The diagram shows a pair of parallel lines cut by a transversal, with the angle labeled $\angle 4$. Based on the image:

• The transversal creates a right angle ($90^\circ$) with one of the parallel lines.
• The labeled $\angle 4$ is adjacent to this $90^\circ$ angle and on the same line.

Using Geometry:

Since the two angles are supplementary (on a straight line), their measures add up to $180^\circ$. Thus: $m\angle 4 + 90^\circ = 180^\circ$

Solving for $m\angle 4$: $m\angle 4 = 180^\circ - 90^\circ = 90^\circ$

Final Answer:

$m\angle 4 = 90^\circ$

Would you like a detailed explanation of any specific part of this?

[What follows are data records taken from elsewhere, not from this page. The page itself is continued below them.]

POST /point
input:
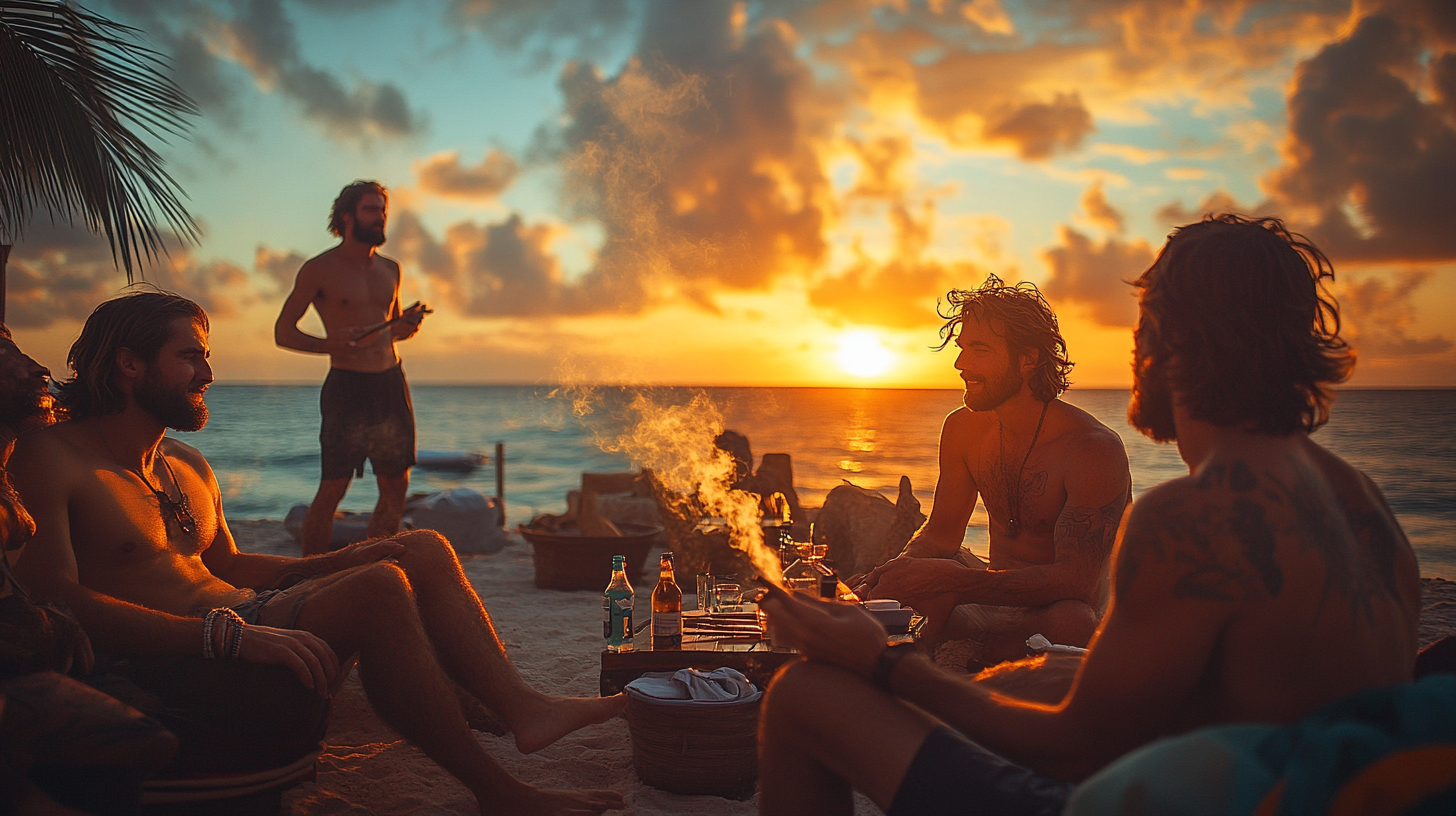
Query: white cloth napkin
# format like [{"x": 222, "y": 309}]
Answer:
[{"x": 695, "y": 685}]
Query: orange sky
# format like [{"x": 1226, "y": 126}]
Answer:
[{"x": 776, "y": 193}]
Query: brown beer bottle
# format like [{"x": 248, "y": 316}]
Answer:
[{"x": 667, "y": 608}]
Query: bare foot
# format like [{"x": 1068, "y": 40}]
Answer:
[
  {"x": 548, "y": 802},
  {"x": 554, "y": 717}
]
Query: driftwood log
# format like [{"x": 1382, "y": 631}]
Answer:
[{"x": 864, "y": 529}]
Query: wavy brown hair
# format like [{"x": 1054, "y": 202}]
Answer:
[
  {"x": 1021, "y": 315},
  {"x": 348, "y": 203},
  {"x": 140, "y": 322},
  {"x": 1236, "y": 319}
]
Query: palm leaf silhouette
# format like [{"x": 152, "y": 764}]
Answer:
[{"x": 74, "y": 89}]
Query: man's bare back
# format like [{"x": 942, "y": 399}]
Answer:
[{"x": 1318, "y": 585}]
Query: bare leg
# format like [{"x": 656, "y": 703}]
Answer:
[
  {"x": 473, "y": 656},
  {"x": 824, "y": 732},
  {"x": 390, "y": 506},
  {"x": 370, "y": 611},
  {"x": 318, "y": 525}
]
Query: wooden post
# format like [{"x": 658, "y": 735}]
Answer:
[{"x": 500, "y": 480}]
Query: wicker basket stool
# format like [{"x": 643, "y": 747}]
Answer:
[{"x": 703, "y": 748}]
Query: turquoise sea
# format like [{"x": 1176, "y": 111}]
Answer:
[{"x": 262, "y": 442}]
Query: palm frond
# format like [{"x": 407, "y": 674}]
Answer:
[{"x": 73, "y": 86}]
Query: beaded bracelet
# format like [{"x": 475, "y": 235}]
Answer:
[{"x": 232, "y": 634}]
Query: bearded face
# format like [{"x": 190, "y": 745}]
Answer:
[
  {"x": 178, "y": 407},
  {"x": 987, "y": 392},
  {"x": 1152, "y": 407}
]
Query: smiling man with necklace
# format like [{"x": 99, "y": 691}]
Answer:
[
  {"x": 1054, "y": 481},
  {"x": 130, "y": 534}
]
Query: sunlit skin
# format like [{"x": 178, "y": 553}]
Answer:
[
  {"x": 1073, "y": 488},
  {"x": 402, "y": 605}
]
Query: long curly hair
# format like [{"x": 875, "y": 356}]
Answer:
[
  {"x": 140, "y": 322},
  {"x": 1235, "y": 316},
  {"x": 348, "y": 203},
  {"x": 1021, "y": 315}
]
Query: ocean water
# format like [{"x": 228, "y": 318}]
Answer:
[{"x": 262, "y": 443}]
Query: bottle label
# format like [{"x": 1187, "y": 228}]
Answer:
[{"x": 667, "y": 624}]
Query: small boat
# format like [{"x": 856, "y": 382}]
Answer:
[{"x": 453, "y": 461}]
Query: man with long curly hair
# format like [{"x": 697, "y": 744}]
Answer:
[
  {"x": 1054, "y": 481},
  {"x": 1257, "y": 592}
]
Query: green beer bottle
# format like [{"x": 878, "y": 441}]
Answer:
[{"x": 616, "y": 608}]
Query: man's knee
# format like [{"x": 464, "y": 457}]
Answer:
[{"x": 1070, "y": 622}]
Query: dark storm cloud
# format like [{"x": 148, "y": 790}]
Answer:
[
  {"x": 61, "y": 273},
  {"x": 1370, "y": 162},
  {"x": 444, "y": 175}
]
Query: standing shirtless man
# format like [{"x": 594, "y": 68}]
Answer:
[
  {"x": 366, "y": 399},
  {"x": 130, "y": 534},
  {"x": 1054, "y": 481}
]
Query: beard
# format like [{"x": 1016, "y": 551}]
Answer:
[
  {"x": 175, "y": 408},
  {"x": 28, "y": 407},
  {"x": 996, "y": 389},
  {"x": 370, "y": 235}
]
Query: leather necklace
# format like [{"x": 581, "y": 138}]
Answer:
[{"x": 1014, "y": 494}]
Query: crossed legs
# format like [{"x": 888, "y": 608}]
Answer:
[
  {"x": 824, "y": 732},
  {"x": 415, "y": 625}
]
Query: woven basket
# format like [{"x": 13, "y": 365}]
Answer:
[
  {"x": 695, "y": 749},
  {"x": 571, "y": 561}
]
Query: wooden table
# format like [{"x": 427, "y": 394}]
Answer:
[{"x": 753, "y": 656}]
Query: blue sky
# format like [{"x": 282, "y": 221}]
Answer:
[{"x": 730, "y": 193}]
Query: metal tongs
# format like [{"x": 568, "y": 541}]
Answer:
[{"x": 402, "y": 316}]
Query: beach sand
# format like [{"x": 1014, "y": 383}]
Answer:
[{"x": 554, "y": 640}]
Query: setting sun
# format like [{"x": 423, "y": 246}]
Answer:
[{"x": 861, "y": 354}]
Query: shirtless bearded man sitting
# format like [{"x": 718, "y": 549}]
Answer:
[
  {"x": 130, "y": 534},
  {"x": 1268, "y": 582},
  {"x": 1054, "y": 481}
]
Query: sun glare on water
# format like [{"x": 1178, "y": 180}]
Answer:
[{"x": 862, "y": 356}]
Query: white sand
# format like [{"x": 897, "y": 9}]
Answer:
[{"x": 554, "y": 638}]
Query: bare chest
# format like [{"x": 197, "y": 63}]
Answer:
[
  {"x": 1021, "y": 487},
  {"x": 123, "y": 532},
  {"x": 353, "y": 295}
]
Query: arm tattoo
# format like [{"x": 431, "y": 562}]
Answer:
[{"x": 1091, "y": 531}]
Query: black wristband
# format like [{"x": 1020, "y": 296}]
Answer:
[{"x": 887, "y": 662}]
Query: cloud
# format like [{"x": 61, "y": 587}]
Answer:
[
  {"x": 1095, "y": 274},
  {"x": 444, "y": 175},
  {"x": 1376, "y": 316},
  {"x": 261, "y": 38},
  {"x": 1040, "y": 128},
  {"x": 63, "y": 273},
  {"x": 699, "y": 158},
  {"x": 900, "y": 292},
  {"x": 1098, "y": 210},
  {"x": 278, "y": 267},
  {"x": 1369, "y": 162},
  {"x": 505, "y": 270}
]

Here are five related questions to deepen your understanding:

1. What are supplementary angles, and how are they identified in parallel line setups?
2. How do we know that the given angle is a right angle from the diagram?
3. What role does the transversal play in geometry involving parallel lines?
4. Can the angles formed by a transversal ever be unequal if the lines are parallel?
5. How would the answer change if the lines weren’t parallel?

Tip: In parallel lines with transversals, alternate interior, corresponding, and vertically opposite angles can help identify unknown measures quickly!